La France délocalise ses expulsions

lundi 20 avril 1998.
 

Alors que la résistance aux expulsions se renforce, La France décide d’expulser les maliens via Bruxelles. Avertis par des camarades parisiens, nous intervenons pour la première fois à l’aéroport.
Article du journal Le Soir.

Deux Maliens menottés et escortés embarqués à Zaventem

Frémissements, lundi matin, à Bruxelles-National où les passagers du vol Sabena 519 Bamako - Conakry enregistraient leurs bagages. Des membres du "collectif contre les expulsions d’étrangers" semaient la nouvelle : une quinzaine de Maliens, expulsés par les autorités françaises et en provenance de Paris, seraient du voyage. Encadrés de policiers, peut-être ligotés, voire drogués, chargés comme de la viande humaine, précisait Serge Thiry, membre de cette association de fait.

Alertés par des collègues français, les protestataires voulaient inciter les voyageurs à refuser d’embarquer dans un avion convoyant des personnes sous contrainte. La France l’a promis : il n’y aura plus de "charters" pour renvoyer dans leurs pays les immigrés clandestins. Seulement des convois par ligne régulière. Mais, le 27 mars, les passagers d’un Airbus d’Air France ont empêché l’expulsion de cinq sans-papiers vers le Mali. Depuis lors, leurs départs se font plus discrets, via l’étranger.

A Bruxelles-National, lundi, Issa, en voyage d’affaires, se disait décidé à refuser l’embarquement, mais il finira par embarquer, comme tout le monde : On dit qu’on coopère avec l’Afrique, mais, quand la France "donne" 8 milliards au Mali, on peut être sûr que 6 milliards lui reviennent. Il faut dire aux Africains que leur bonheur ne se trouve pas nécessairement en Europe et démanteler les bandes organisées qui les font venir ici, avec profits.

Arrive un Malien (ils seront deux) enregistré comme "DA" (déporté accompagné). Les poignets menottés derrière le dos, convoyé par deux policiers français en civil et gantés. Il crache, il se montre agressif, explique l’un d’eux. S’il se tient tranquille, nous le libérerons dans l’avion. Une mesure exigée par la sécurité aérienne. Mais l’homme, dont on nous explique qu’il menace, en malien, de faire du grabuge dans l’appareil, effraie cette femme en boubou orange. Je ne veux pas voyager avec lui, il est peut-être dangereux !

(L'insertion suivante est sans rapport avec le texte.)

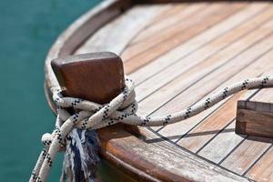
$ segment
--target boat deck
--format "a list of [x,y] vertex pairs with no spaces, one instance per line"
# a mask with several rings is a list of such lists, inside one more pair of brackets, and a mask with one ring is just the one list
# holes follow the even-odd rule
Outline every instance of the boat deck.
[[[96,51],[123,58],[125,72],[136,86],[138,115],[174,113],[234,82],[272,74],[273,4],[136,5],[100,28],[76,54]],[[147,127],[150,135],[138,138],[157,147],[167,143],[163,152],[187,151],[247,179],[273,181],[273,140],[234,132],[237,101],[255,99],[258,92],[229,96],[183,122]],[[176,166],[179,160],[170,163],[170,170],[183,173]]]

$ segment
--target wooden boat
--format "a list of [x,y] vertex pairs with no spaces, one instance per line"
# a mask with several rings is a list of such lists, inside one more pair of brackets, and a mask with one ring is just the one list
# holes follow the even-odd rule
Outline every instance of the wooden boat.
[[[272,33],[270,2],[104,1],[50,49],[46,96],[55,111],[53,58],[111,51],[136,85],[139,115],[177,112],[236,81],[269,73]],[[271,93],[239,93],[167,126],[99,129],[103,157],[136,181],[273,181],[272,137],[235,133],[238,100],[269,102]]]

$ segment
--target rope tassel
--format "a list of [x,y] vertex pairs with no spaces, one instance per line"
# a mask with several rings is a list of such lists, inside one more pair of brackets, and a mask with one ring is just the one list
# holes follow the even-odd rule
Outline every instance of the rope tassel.
[[[211,107],[226,97],[244,89],[272,86],[269,76],[247,79],[204,98],[180,112],[158,117],[136,116],[133,81],[126,78],[122,93],[106,105],[80,98],[63,97],[60,90],[53,95],[57,106],[56,129],[42,137],[45,149],[41,152],[30,181],[44,182],[58,151],[66,148],[61,181],[92,181],[97,165],[99,143],[95,129],[119,122],[136,126],[166,126],[189,118]],[[66,108],[79,111],[70,115]]]
[[66,137],[61,182],[93,182],[99,163],[99,142],[95,130],[74,128]]

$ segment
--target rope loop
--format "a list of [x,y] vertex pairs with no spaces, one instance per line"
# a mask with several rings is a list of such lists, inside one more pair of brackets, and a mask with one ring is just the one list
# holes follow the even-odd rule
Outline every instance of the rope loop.
[[[45,134],[42,137],[45,149],[39,156],[30,181],[46,181],[56,153],[66,147],[66,136],[75,127],[83,130],[98,129],[118,122],[143,126],[166,126],[197,115],[241,90],[262,88],[269,86],[273,86],[273,78],[270,76],[246,79],[225,87],[180,112],[157,117],[136,115],[137,102],[135,99],[133,81],[129,78],[126,78],[124,90],[106,105],[99,105],[81,98],[64,97],[60,90],[56,90],[53,94],[53,100],[56,105],[58,114],[56,129],[52,134]],[[76,112],[71,115],[67,111],[69,107],[72,107]]]

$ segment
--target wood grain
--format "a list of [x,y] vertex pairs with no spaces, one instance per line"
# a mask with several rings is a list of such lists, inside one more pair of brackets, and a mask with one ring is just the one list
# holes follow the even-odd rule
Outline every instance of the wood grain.
[[[205,29],[208,28],[209,26],[212,26],[213,25],[217,24],[222,19],[227,18],[228,15],[242,8],[244,5],[238,4],[230,6],[228,5],[227,6],[227,8],[224,9],[222,9],[223,7],[225,7],[224,5],[213,6],[200,13],[201,15],[199,17],[206,18],[206,21],[202,21],[201,18],[197,18],[197,22],[196,24],[197,24],[198,26],[187,25],[187,24],[184,22],[183,25],[179,25],[178,27],[172,27],[173,30],[170,31],[171,33],[165,31],[164,34],[166,34],[166,35],[158,35],[158,37],[153,36],[153,40],[148,40],[148,42],[145,41],[144,45],[138,44],[137,47],[135,48],[137,51],[137,56],[134,56],[125,63],[125,67],[126,70],[126,73],[132,73],[136,69],[147,65],[155,58],[160,56],[161,55],[177,46],[183,42],[186,42],[191,37],[197,35],[201,31],[204,31]],[[208,16],[206,15],[206,13],[208,14]],[[218,14],[218,15],[215,15],[215,14]],[[191,20],[190,24],[193,23],[194,22]],[[186,25],[187,30],[185,31],[187,31],[187,34],[179,33],[183,32],[181,28]],[[139,51],[143,49],[145,50],[139,53]],[[126,59],[124,56],[122,56],[122,58]]]
[[106,104],[125,87],[122,60],[114,53],[58,57],[51,66],[65,96]]
[[247,177],[261,182],[269,182],[273,178],[273,147],[248,172]]
[[[261,9],[258,8],[258,9],[261,10],[262,8]],[[273,8],[271,8],[270,10],[271,10],[270,15],[273,16],[273,13],[272,13]],[[257,13],[258,11],[253,11],[253,12]],[[217,64],[220,64],[221,61],[220,56],[225,56],[226,58],[228,58],[228,56],[230,57],[230,56],[238,53],[240,50],[243,50],[244,47],[247,46],[247,45],[245,44],[246,41],[251,44],[251,42],[258,40],[258,38],[263,36],[260,35],[260,33],[261,32],[264,32],[264,34],[267,33],[267,31],[262,30],[263,28],[266,28],[266,26],[262,26],[259,30],[257,30],[257,32],[250,34],[248,35],[250,37],[244,36],[246,35],[246,34],[249,33],[249,31],[251,33],[251,30],[253,30],[254,27],[257,27],[257,25],[259,25],[259,24],[255,24],[254,22],[262,22],[262,21],[257,21],[257,20],[261,20],[260,16],[258,16],[259,18],[253,18],[253,21],[247,22],[246,24],[238,26],[233,31],[230,31],[225,35],[226,31],[232,29],[232,27],[238,25],[238,24],[240,23],[240,21],[238,22],[234,21],[235,19],[244,21],[246,16],[248,18],[249,16],[251,17],[251,15],[253,15],[251,13],[249,13],[249,11],[244,11],[242,14],[232,16],[230,19],[224,21],[218,26],[217,25],[215,26],[215,28],[210,29],[211,31],[205,31],[204,34],[202,34],[202,36],[195,39],[193,42],[186,43],[184,45],[185,46],[182,49],[168,54],[168,56],[163,56],[158,60],[157,64],[148,65],[146,67],[144,67],[141,71],[139,72],[137,71],[137,73],[136,72],[136,74],[130,75],[130,76],[133,79],[136,78],[136,81],[141,81],[141,79],[146,79],[147,76],[150,76],[149,73],[155,73],[155,71],[158,69],[162,70],[158,74],[148,77],[148,79],[147,79],[146,81],[142,82],[139,86],[137,86],[137,87],[136,88],[136,92],[137,93],[137,100],[141,101],[143,98],[147,97],[151,93],[154,93],[158,88],[167,85],[169,82],[171,82],[175,78],[177,78],[178,76],[180,77],[180,80],[183,79],[183,81],[181,80],[181,83],[186,83],[186,79],[187,79],[188,76],[197,76],[197,74],[199,74],[199,76],[201,76],[202,74],[205,73],[205,71],[208,71],[210,69],[205,69],[205,71],[201,71],[200,73],[197,73],[197,74],[195,74],[196,72],[190,72],[190,71],[197,70],[198,69],[197,67],[201,67],[201,66],[212,67],[213,66],[212,63],[218,62]],[[267,13],[268,12],[267,11]],[[246,15],[248,15],[249,16]],[[224,35],[221,36],[222,34]],[[252,38],[251,36],[256,36],[256,35],[258,35],[257,37],[251,40]],[[241,38],[242,36],[243,38]],[[214,38],[216,39],[214,40]],[[211,42],[206,45],[207,41],[211,41]],[[238,43],[235,44],[234,42],[238,42]],[[190,51],[192,51],[192,47],[196,47],[196,46],[198,45],[200,46],[202,44],[205,44],[203,47],[183,57],[184,53],[186,54],[190,53]],[[230,46],[231,44],[233,45]],[[228,46],[229,46],[229,47],[227,47]],[[228,51],[229,50],[231,52],[230,54],[228,53]],[[223,56],[220,56],[220,54]],[[176,60],[176,58],[179,56],[179,55],[182,55],[182,58],[177,60],[177,62],[174,62],[174,60]],[[223,57],[222,59],[225,58]],[[172,65],[168,66],[166,69],[164,68],[161,69],[160,66],[164,67],[164,66],[166,66],[166,64],[169,62],[172,63]],[[203,62],[207,62],[211,65],[207,64],[207,66],[205,66],[205,63]],[[145,68],[147,69],[144,70]],[[203,68],[201,70],[203,70]],[[193,80],[190,82],[192,83]],[[151,86],[147,87],[147,86]],[[178,89],[181,90],[182,87]]]
[[[80,47],[84,42],[86,42],[86,44],[84,44],[85,46],[88,45],[88,46],[86,46],[85,49],[85,51],[86,52],[88,50],[98,50],[98,49],[103,49],[105,47],[105,48],[109,48],[109,50],[111,49],[116,51],[117,53],[121,53],[124,48],[126,49],[127,47],[134,47],[134,45],[136,46],[138,44],[144,44],[144,42],[146,42],[146,38],[138,39],[139,42],[132,41],[133,37],[135,36],[136,36],[135,40],[137,40],[137,31],[142,31],[146,28],[153,29],[153,26],[164,28],[163,24],[162,26],[158,25],[161,24],[160,21],[161,18],[162,19],[165,18],[163,14],[167,15],[167,17],[166,17],[166,19],[170,20],[171,16],[177,14],[183,14],[182,11],[184,12],[187,9],[188,9],[191,5],[195,6],[197,5],[197,4],[187,3],[186,5],[186,7],[184,8],[183,6],[185,5],[181,5],[180,4],[177,4],[179,5],[179,7],[177,6],[177,9],[174,9],[174,11],[172,12],[173,7],[176,7],[175,4],[170,4],[170,5],[164,4],[160,5],[147,4],[147,5],[142,5],[140,6],[137,5],[136,6],[132,6],[130,2],[131,1],[113,1],[111,4],[109,3],[106,5],[104,4],[104,5],[102,5],[98,10],[95,12],[92,11],[92,13],[88,13],[87,15],[86,15],[84,18],[79,19],[76,24],[72,25],[71,27],[64,34],[64,35],[60,36],[57,39],[56,43],[55,44],[55,46],[53,46],[53,48],[51,49],[48,55],[46,60],[46,72],[45,88],[46,88],[46,92],[47,93],[46,96],[49,100],[49,103],[50,103],[49,97],[51,94],[50,89],[52,89],[54,86],[58,86],[58,85],[56,84],[55,81],[56,78],[52,76],[52,70],[50,70],[48,65],[48,63],[50,62],[48,60],[51,60],[52,58],[55,58],[56,56],[74,54],[76,47]],[[134,2],[134,4],[136,4],[136,2]],[[170,112],[170,111],[174,112],[176,111],[176,109],[184,108],[184,105],[187,106],[188,103],[191,103],[194,100],[196,101],[199,100],[201,96],[207,96],[207,94],[210,94],[215,90],[217,90],[220,86],[226,86],[226,84],[228,84],[232,81],[236,81],[238,78],[244,78],[243,76],[244,73],[246,74],[246,76],[258,75],[261,72],[262,67],[258,64],[256,65],[255,64],[256,61],[254,61],[254,59],[257,59],[257,63],[258,62],[268,63],[267,66],[271,66],[268,60],[261,61],[258,58],[258,56],[262,56],[263,54],[268,52],[270,46],[272,46],[272,42],[273,42],[272,37],[269,36],[270,32],[272,31],[272,25],[270,25],[270,24],[272,25],[272,22],[268,22],[270,18],[272,18],[272,14],[273,14],[272,5],[269,5],[269,3],[250,3],[249,4],[247,2],[228,3],[225,4],[225,5],[223,6],[219,5],[224,4],[225,3],[216,3],[216,4],[211,3],[211,5],[209,5],[208,6],[212,7],[215,5],[215,6],[218,6],[218,9],[215,8],[215,10],[211,10],[210,8],[208,8],[210,10],[207,10],[207,12],[210,13],[207,13],[207,16],[199,15],[199,17],[203,17],[203,19],[198,20],[198,18],[197,18],[192,21],[195,22],[192,23],[195,25],[187,27],[187,30],[188,31],[192,30],[194,32],[196,31],[196,29],[198,29],[198,31],[190,34],[188,34],[187,32],[181,31],[183,32],[181,33],[181,35],[183,34],[184,35],[183,37],[185,37],[185,39],[183,40],[181,38],[182,35],[180,34],[178,35],[174,34],[172,35],[171,40],[176,41],[176,36],[177,35],[177,37],[180,42],[179,44],[176,43],[177,44],[176,45],[175,43],[170,43],[168,42],[168,40],[167,40],[166,42],[167,44],[165,45],[166,47],[162,49],[155,48],[153,49],[155,53],[152,53],[150,52],[150,50],[147,50],[147,48],[149,48],[147,45],[146,48],[143,48],[143,50],[146,52],[145,54],[143,53],[143,56],[141,56],[139,53],[137,53],[136,55],[137,56],[139,56],[139,58],[143,56],[143,58],[145,59],[144,61],[140,59],[139,65],[137,65],[138,63],[136,63],[137,61],[131,61],[131,59],[127,59],[126,63],[128,64],[128,66],[131,66],[131,64],[136,65],[136,66],[132,65],[132,67],[135,66],[136,68],[136,69],[134,68],[134,71],[141,67],[140,69],[138,69],[139,72],[138,70],[135,72],[137,74],[134,73],[131,75],[132,76],[134,76],[134,79],[135,78],[137,79],[139,77],[139,79],[137,79],[136,82],[137,84],[136,89],[138,89],[137,87],[141,85],[143,85],[143,88],[147,88],[147,86],[154,86],[152,92],[150,92],[151,90],[146,92],[145,94],[146,96],[144,96],[145,97],[144,101],[147,98],[149,98],[150,96],[153,96],[151,95],[151,93],[153,92],[157,93],[158,88],[160,88],[159,90],[161,92],[161,97],[158,97],[158,99],[156,100],[151,99],[150,102],[147,102],[147,106],[154,105],[161,107],[161,105],[164,105],[166,101],[167,102],[165,105],[167,106],[167,107],[165,107],[165,106],[162,106],[162,108],[159,108],[154,114],[154,116],[161,115],[164,114],[165,112]],[[128,7],[130,7],[130,9],[125,12],[124,10],[127,9]],[[219,7],[224,7],[224,9],[221,9]],[[181,13],[178,11],[179,8],[181,8]],[[150,15],[147,15],[148,13],[146,12],[146,10],[148,9],[150,9],[152,12]],[[158,14],[157,12],[157,10],[158,10]],[[159,10],[163,10],[163,11],[159,11]],[[168,10],[169,13],[167,13]],[[143,22],[141,18],[136,16],[130,16],[130,15],[136,15],[137,11],[144,13],[146,15],[145,16],[148,18],[143,20],[144,21]],[[214,15],[215,17],[213,17],[213,12],[216,13]],[[205,13],[203,15],[205,15]],[[120,15],[122,15],[118,16]],[[202,12],[199,13],[198,15],[202,15]],[[197,15],[196,16],[193,15],[193,19],[195,17],[197,17]],[[119,35],[118,33],[121,32],[120,27],[123,26],[122,25],[126,25],[127,22],[134,20],[134,18],[136,18],[136,25],[131,24],[130,25],[127,25],[126,27],[125,27],[125,31],[124,31],[125,35],[122,35],[121,37],[116,36],[116,35]],[[206,21],[204,21],[204,19],[206,19]],[[145,22],[146,20],[147,21]],[[167,22],[167,21],[165,20],[164,24],[168,24]],[[190,23],[187,24],[190,25]],[[106,25],[105,26],[105,25]],[[117,25],[116,29],[115,25]],[[139,27],[137,26],[137,25],[139,25]],[[203,29],[199,28],[199,25],[200,27],[203,27]],[[153,30],[155,31],[155,33],[157,33],[157,31],[158,33],[160,32],[159,30],[156,30],[156,29]],[[113,35],[111,35],[112,30],[114,31]],[[233,32],[235,30],[236,32]],[[175,32],[175,30],[173,31]],[[228,35],[224,36],[225,35]],[[157,33],[151,34],[151,35],[155,35],[156,37],[158,36],[158,34]],[[101,36],[101,40],[99,39],[100,36]],[[244,38],[244,36],[248,36],[248,38]],[[107,43],[107,37],[109,38],[109,41],[111,40],[111,43]],[[267,39],[266,37],[268,38],[268,41],[265,40]],[[93,43],[96,44],[92,46],[91,40],[93,41]],[[210,44],[214,40],[217,40],[217,41],[215,41],[214,44]],[[112,41],[114,41],[114,43]],[[239,43],[236,44],[235,42],[239,42]],[[150,44],[149,42],[147,43]],[[236,46],[234,46],[234,44]],[[207,46],[207,45],[210,45],[210,46]],[[228,49],[226,46],[229,46],[230,45],[232,45],[231,46],[232,48]],[[78,51],[80,52],[81,50],[84,50],[84,46],[78,49]],[[156,45],[156,46],[159,46]],[[203,46],[207,47],[207,50],[202,49]],[[225,51],[221,52],[224,49]],[[199,50],[203,50],[203,51],[198,52]],[[191,62],[195,63],[191,65],[191,66],[186,67],[184,69],[184,66],[186,66],[186,66],[181,64],[180,67],[177,67],[177,65],[172,66],[172,64],[177,61],[177,58],[179,58],[178,62],[179,61],[183,62],[187,60],[187,59],[182,59],[182,57],[187,55],[190,56],[194,54],[195,51],[197,51],[197,53],[195,53],[195,56],[192,56],[191,59],[188,58],[188,62],[187,62],[187,64],[190,64]],[[221,53],[218,53],[219,51]],[[237,54],[233,52],[236,52]],[[206,53],[207,54],[205,55]],[[146,54],[147,56],[146,56]],[[217,57],[219,57],[219,60],[222,61],[221,63],[226,63],[226,62],[228,63],[228,59],[231,59],[233,56],[235,56],[238,54],[242,56],[238,56],[238,58],[232,60],[232,64],[225,65],[222,67],[220,66],[221,68],[219,71],[214,70],[214,69],[217,69],[218,66],[220,66],[217,65]],[[203,55],[205,57],[202,58]],[[217,56],[210,59],[213,65],[212,66],[210,66],[209,61],[206,62],[206,60],[209,59],[211,56],[214,56],[214,55],[217,55]],[[152,58],[153,56],[157,58],[156,59]],[[225,58],[226,56],[228,57],[227,59]],[[165,58],[161,59],[161,57],[165,57]],[[175,60],[169,59],[171,57],[174,57],[176,59]],[[192,67],[195,66],[197,63],[195,62],[195,59],[193,59],[195,57],[199,57],[197,61],[199,61],[200,64],[198,65],[198,67],[196,69]],[[202,62],[204,61],[206,63],[203,63],[202,65]],[[236,61],[238,64],[238,67],[236,67],[238,65],[236,64]],[[249,72],[243,71],[248,68],[248,65],[249,66],[251,66],[251,68],[248,67]],[[204,74],[203,76],[199,77],[199,79],[200,78],[202,79],[200,79],[200,81],[192,82],[193,86],[190,86],[188,88],[186,88],[185,90],[187,91],[185,92],[185,95],[182,94],[181,97],[179,97],[180,96],[179,93],[181,91],[180,88],[184,90],[184,88],[182,87],[183,86],[187,86],[187,84],[189,84],[190,80],[195,80],[195,79],[199,80],[197,76],[200,76],[201,75],[198,75],[197,76],[192,76],[191,77],[189,73],[191,72],[194,74],[199,70],[202,70],[201,66],[204,66],[204,68],[206,70],[202,72],[202,74]],[[157,79],[154,78],[155,81],[154,85],[148,85],[143,82],[144,80],[158,73],[160,69],[162,70],[167,66],[170,66],[172,68],[168,70],[168,73],[167,72],[160,73],[163,74],[162,77],[157,77]],[[174,68],[176,66],[177,68],[177,70],[178,75],[173,77],[169,76],[172,73],[174,73],[174,70],[176,70]],[[185,72],[188,71],[187,76],[190,76],[187,77],[187,76],[187,76],[185,76],[184,78],[186,80],[188,80],[186,85],[179,84],[182,83],[183,81],[182,77],[176,79],[177,78],[177,76],[181,74],[182,68],[184,69]],[[257,71],[255,70],[256,68],[258,68]],[[142,72],[140,70],[147,70],[147,71]],[[226,75],[227,70],[231,70],[231,73]],[[221,76],[221,72],[223,76]],[[250,72],[253,73],[250,74]],[[217,79],[214,80],[215,77]],[[165,82],[165,79],[167,79],[167,81]],[[210,83],[209,80],[214,80],[216,81],[216,83]],[[170,88],[174,88],[177,93],[174,91],[164,91],[163,90],[164,85],[161,85],[161,82],[165,84],[168,84],[171,83],[172,81],[173,83],[169,85],[171,86]],[[176,86],[176,84],[178,86]],[[197,92],[197,89],[199,89],[202,86],[205,87],[205,90]],[[167,87],[164,87],[164,88],[167,89]],[[166,96],[165,96],[163,95],[164,93],[167,93]],[[192,97],[188,98],[188,96],[191,93],[197,93],[197,96],[196,98],[192,98]],[[141,96],[144,96],[142,94],[143,93],[141,92],[140,93]],[[177,96],[177,97],[176,97],[176,96]],[[162,102],[160,103],[158,102],[158,100],[160,101],[161,98],[164,100],[162,100]],[[179,100],[181,101],[179,102],[179,105],[181,103],[182,106],[177,105],[177,102],[174,102],[177,98],[179,98],[178,101]],[[230,99],[232,99],[232,97],[230,97]],[[154,102],[156,103],[154,104]],[[207,110],[204,114],[202,114],[203,118],[201,118],[201,116],[196,117],[197,119],[195,121],[196,122],[195,125],[197,124],[199,121],[206,122],[206,117],[209,118],[209,116],[207,117],[207,115],[211,115],[211,116],[213,115],[217,115],[217,110],[215,109],[217,109],[217,106],[221,106],[222,107],[224,107],[225,106],[225,105],[223,105],[225,101],[220,103],[218,106],[217,106],[217,107],[213,107],[212,110]],[[140,105],[142,105],[142,102],[140,103]],[[173,108],[173,110],[169,110],[168,108]],[[149,108],[147,107],[147,109]],[[228,109],[229,109],[229,107],[228,108],[227,106],[227,110]],[[155,110],[152,109],[149,109],[148,112],[150,111],[155,112]],[[232,113],[232,110],[228,110],[228,113]],[[227,116],[227,117],[229,117],[230,116],[228,115]],[[220,117],[221,116],[220,116]],[[200,124],[202,124],[202,122]],[[187,124],[190,124],[190,123],[184,124],[186,127],[187,127]],[[191,125],[191,127],[194,126],[195,125]],[[206,126],[206,125],[203,124],[200,126]],[[178,126],[175,126],[177,127],[177,131],[175,132],[179,131]],[[187,132],[188,129],[190,129],[191,127],[189,126],[187,127],[186,129],[181,128],[180,132],[181,133],[183,133],[183,131]],[[218,128],[222,126],[219,126]],[[205,126],[204,128],[207,127]],[[248,179],[246,179],[245,177],[235,175],[230,171],[226,170],[223,167],[217,167],[210,162],[203,160],[197,156],[188,153],[187,150],[181,149],[181,147],[178,147],[177,145],[173,145],[167,142],[161,136],[150,132],[147,128],[142,128],[142,127],[138,128],[138,131],[136,132],[138,137],[133,136],[132,133],[129,133],[125,129],[127,129],[127,127],[123,126],[115,126],[113,127],[107,127],[107,128],[98,130],[99,137],[102,142],[102,154],[104,157],[111,161],[111,163],[114,164],[116,167],[126,171],[127,174],[129,174],[131,177],[136,178],[137,181],[172,181],[172,180],[173,181],[248,181]],[[164,131],[164,129],[165,128],[161,129],[160,131]],[[168,135],[171,135],[171,132],[172,130],[170,129]],[[181,133],[178,133],[178,135],[180,135]],[[218,134],[218,136],[220,134]],[[216,138],[217,137],[215,137],[214,139]],[[207,139],[208,141],[210,141],[211,137],[207,137]],[[200,143],[207,144],[207,141],[204,140],[203,142]],[[251,145],[255,146],[254,143],[252,144],[252,140],[249,141],[248,144],[250,145],[249,148]],[[257,151],[266,152],[264,150],[265,148],[264,146],[266,146],[266,142],[261,142],[261,144],[262,145],[260,146],[258,145],[258,148],[257,149]],[[256,162],[256,160],[258,160],[259,157],[261,157],[259,152],[257,152],[256,154],[257,155],[255,155],[255,157],[251,158],[251,161]],[[255,162],[249,162],[248,165],[248,166],[254,165]]]
[[250,100],[238,101],[237,133],[273,138],[272,91],[272,88],[264,88]]
[[[203,31],[146,66],[137,69],[130,74],[130,77],[136,85],[139,85],[149,78],[160,76],[165,69],[176,65],[176,62],[183,61],[185,63],[181,69],[185,66],[195,66],[198,61],[212,56],[272,17],[273,8],[271,6],[270,9],[264,9],[263,6],[267,5],[268,5],[266,3],[249,5],[249,7]],[[264,10],[263,13],[261,13],[262,10]],[[208,46],[207,46],[207,44]],[[185,57],[189,58],[186,59]],[[162,82],[166,83],[166,80],[167,81],[168,77],[164,77]]]
[[248,136],[221,166],[242,175],[271,146],[271,142],[266,138]]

Régulièrement, la Sabena, responsable des illégaux qu’elle convoie, assure le retour au pays d’immigrés sans papiers. Et 99 fois sur 100, explique la compagnie, les déportés se calment. Sinon, ils sont embarqués sur un autre vol. Pour Patrick Charlier, directeur de la Ligue belge des droits de l’homme, ces expulsions en groupe sont inquiétantes, mais pas neuves. Avec l’intégration européenne, les pays collaborent de plus en plus.